Government Launches Nationwide Campaign to Address Rising Human-Wildlife Conflict

KIBWEZI/MTITO-ANDEI – The Ministry of Tourism is taking decisive steps to tackle the rising concerns of human-wildlife conflict, especially in communities living adjacent to wildlife sanctuaries. In a comprehensive initiative led by Tourism and Wildlife Cabinet Secretary (CS) Alfred Mutua, an assessment of human-wildlife conflict hotspots has been initiated, beginning with Kibwezi and Mtito-Andei regions.

The urgency of this campaign reflects the escalating tensions between expanding human populations and wildlife habitats.
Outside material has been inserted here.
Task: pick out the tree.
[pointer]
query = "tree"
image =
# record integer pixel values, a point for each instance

As humans increasingly encroach upon traditional wildlife territories, there’s a surge in conflicts. These have manifested as crop destruction, livestock predation, and in dire situations, attacks on locals by wild animals.

CS Mutua shared his concerns via his X account, highlighting the pressing issues in the aforementioned regions. “As human numbers swell, pushing into wildlife zones, we’re seeing a spike in confrontations. The matters of crop damage, livestock losses, and occasional assaults on villagers by animals are top on my agenda,” Mutua commented.
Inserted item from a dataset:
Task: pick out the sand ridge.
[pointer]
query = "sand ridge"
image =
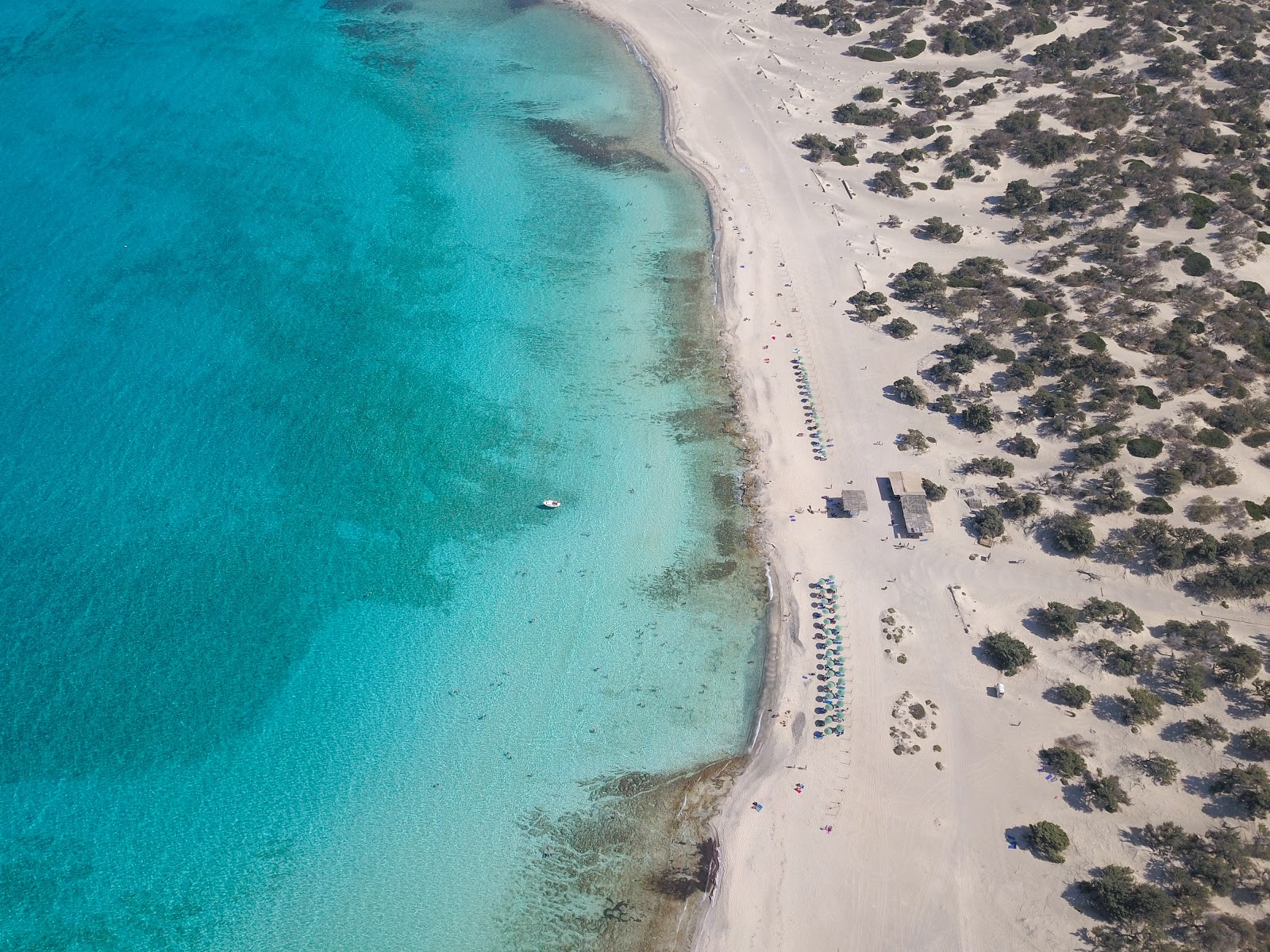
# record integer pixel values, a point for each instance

In a bid to gather firsthand information, the CS plans to visit individual households that have borne the brunt of these clashes. Key points of discussion will be around compensation mechanisms and the idea of erecting fences to demarcate boundaries. Furthermore, Mutua is keen on understanding and implementing strategies with local communities to minimize these confrontations.
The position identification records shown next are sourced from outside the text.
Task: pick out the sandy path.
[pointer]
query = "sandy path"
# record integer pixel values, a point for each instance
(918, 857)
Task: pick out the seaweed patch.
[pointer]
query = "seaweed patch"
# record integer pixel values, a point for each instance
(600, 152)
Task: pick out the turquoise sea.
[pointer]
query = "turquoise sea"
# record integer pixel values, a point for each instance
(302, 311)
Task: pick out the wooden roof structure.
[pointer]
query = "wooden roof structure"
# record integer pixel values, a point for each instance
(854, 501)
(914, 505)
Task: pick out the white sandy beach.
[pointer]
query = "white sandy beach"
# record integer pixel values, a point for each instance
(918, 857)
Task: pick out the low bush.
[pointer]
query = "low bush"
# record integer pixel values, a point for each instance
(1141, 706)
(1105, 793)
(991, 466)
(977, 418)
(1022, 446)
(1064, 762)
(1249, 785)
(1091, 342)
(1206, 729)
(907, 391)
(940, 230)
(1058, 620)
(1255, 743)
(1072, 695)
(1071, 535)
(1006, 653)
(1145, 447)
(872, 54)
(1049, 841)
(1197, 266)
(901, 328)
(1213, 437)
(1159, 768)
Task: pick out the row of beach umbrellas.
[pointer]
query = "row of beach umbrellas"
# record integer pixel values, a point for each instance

Public addresses, or barazas, have also been scheduled at Kyusyani in Mtito and Kasayani in Kibwezi to ensure widespread community involvement.

This inspection tour isn’t just about assessing the situation; it’s also about advocacy. “The Kibwezi and Mtito Andei trip symbolizes a pivotal moment in our quest to alleviate human-wildlife conflicts in this belt, all while championing the cause of wildlife preservation,” declared CS Mutua.

Backing their intent with actions, the government in June sanctioned a compensation package of Ksh 908 million for families who’ve lost members, endured injuries, or seen their properties ravaged by wildlife. This move, rooted in the Wildlife Management and Conservation Act 2013, aims to settle claims spanning from 2014 to 2019. It encompasses a range of grievances including human casualties, injuries, crop devastation, and livestock losses.

In addition, to redress older unresolved complaints, an additional Ksh 322 million has been earmarked to settle compensation claims that have been lingering since the 1990s.

However, Kenya Wildlife Service (KWS) data indicates a staggering Ksh 5.6 billion in outstanding claims for fatalities, crop, and property damages across all 47 counties. This suggests that the current compensation allocations, although increased from Ksh 400 million in 2021 to Ksh 1.5 billion in 2023, might still fall short of the growing needs, given the rampant and recurring nature of human-wildlife conflicts across Kenya.

The Ministry’s efforts underscore the intricate balancing act between conservation and the livelihoods of communities bordering these sanctuaries. With these proactive measures, there’s hope for a harmonious coexistence in the near future.